Lasers detect the different colours and thus the order of the sequence.

Question 42

step 5 of DNA sequencing

Answer 42

The order of bases in the capillary tubes shows the sequence of the new, complementary strand of DNA which has been made.

This is used to build up the sequence of the original DNA strand.

The data from the sequencing process is fed into a computer that reassembles the genomes by comparing all the fragments and finding the areas of overlap between them.

Once a genome is assembled, scientists want to identify the genes or parts of the genome that code for specific characteristics.

Medical researchers want to identify regions that are linked with particular diseases.

Many genomes are freely available online - anyone who chooses to can have a look at them

Question 43

Next-generation sequencing:
early DNA Sequencing Challenges:

Answer 43

Early on, working out the base sequence of even short strands of DNA was difficult and time-consuming for scientists using the original Sanger sequencing method.

Question 44

Next-generation sequencing:
Evolution of Sequencing Technologies:

Answer 44

DNA sequencing technologies have become faster and more automated as they have been developed.

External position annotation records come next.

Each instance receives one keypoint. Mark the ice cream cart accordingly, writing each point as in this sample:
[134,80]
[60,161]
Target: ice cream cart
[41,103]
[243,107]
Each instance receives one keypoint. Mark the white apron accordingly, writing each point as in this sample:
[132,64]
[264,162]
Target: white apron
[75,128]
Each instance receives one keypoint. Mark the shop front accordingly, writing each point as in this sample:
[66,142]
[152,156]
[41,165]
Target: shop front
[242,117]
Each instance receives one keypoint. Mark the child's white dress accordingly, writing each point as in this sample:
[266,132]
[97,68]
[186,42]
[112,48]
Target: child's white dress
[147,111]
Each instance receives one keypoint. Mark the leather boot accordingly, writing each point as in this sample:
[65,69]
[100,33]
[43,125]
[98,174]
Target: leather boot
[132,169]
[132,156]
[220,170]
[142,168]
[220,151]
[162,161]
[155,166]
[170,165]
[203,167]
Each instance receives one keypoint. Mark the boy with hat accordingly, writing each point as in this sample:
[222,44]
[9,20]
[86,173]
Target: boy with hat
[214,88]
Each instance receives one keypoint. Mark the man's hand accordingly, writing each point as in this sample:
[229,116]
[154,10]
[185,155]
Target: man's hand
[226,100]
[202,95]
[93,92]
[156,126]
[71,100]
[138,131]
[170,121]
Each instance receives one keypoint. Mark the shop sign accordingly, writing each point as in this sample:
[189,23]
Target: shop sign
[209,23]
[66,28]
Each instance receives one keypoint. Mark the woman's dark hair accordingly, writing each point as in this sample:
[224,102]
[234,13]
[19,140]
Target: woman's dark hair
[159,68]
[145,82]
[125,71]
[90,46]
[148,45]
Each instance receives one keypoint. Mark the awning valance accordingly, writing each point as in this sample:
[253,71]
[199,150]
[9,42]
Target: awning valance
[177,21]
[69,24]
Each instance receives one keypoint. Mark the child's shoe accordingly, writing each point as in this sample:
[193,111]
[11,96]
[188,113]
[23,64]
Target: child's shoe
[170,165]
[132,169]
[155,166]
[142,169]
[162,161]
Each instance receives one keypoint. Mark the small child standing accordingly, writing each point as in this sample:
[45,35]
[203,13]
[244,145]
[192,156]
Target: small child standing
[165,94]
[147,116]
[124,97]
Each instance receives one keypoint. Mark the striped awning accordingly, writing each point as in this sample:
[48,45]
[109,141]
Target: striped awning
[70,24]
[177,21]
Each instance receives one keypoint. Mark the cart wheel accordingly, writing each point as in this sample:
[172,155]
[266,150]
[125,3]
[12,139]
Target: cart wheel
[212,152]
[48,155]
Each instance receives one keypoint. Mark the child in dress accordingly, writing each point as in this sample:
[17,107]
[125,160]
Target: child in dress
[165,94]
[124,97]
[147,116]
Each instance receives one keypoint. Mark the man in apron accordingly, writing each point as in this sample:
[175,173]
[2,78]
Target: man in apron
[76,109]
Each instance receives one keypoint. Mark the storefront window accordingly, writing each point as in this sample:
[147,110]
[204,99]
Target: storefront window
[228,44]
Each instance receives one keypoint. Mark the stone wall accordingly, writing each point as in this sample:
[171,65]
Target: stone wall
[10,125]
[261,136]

Recently, technological developments have led to new, automated, high-throughput sequencing processes.
Instead of using a gel or capillaries, the sequencing reaction takes place on a plastic slide known as a flow cell.

Millions of fragments of DNA are attached to the slide and replicated in situ using PCR to form clusters of identical DNA fragments.

The sequencing process still uses the principle of adding a coloured terminator base to stop the reaction so an image can be taken.

As all of the clusters are being sequenced and imaged at the same time, the technique is known as ‘massively parallel sequencing’ and sometimes referred to as ‘next-generation sequencing

Question 45

Massively Parallel Sequencing and Applications:

Answer 45

The process of massively parallel sequencing is integrated with state-of-the-art computer technology and is constantly being refined and developed.
These high-throughput methods are extremely efficient and very fast - the 3 billion base pairs of the human genome can be sequenced in days and those of a bacterium in less than 24 hours.
High-throughput sequencing also means that the cost has fallen, so more genomes can be sequenced.
These techniques are being used by projects such as the 100,000 Genomes Project.
They open up the range of questions that scientists can ask and enable us to use the information from the genome in many new and different ways (21.3, Using DNA sequencing).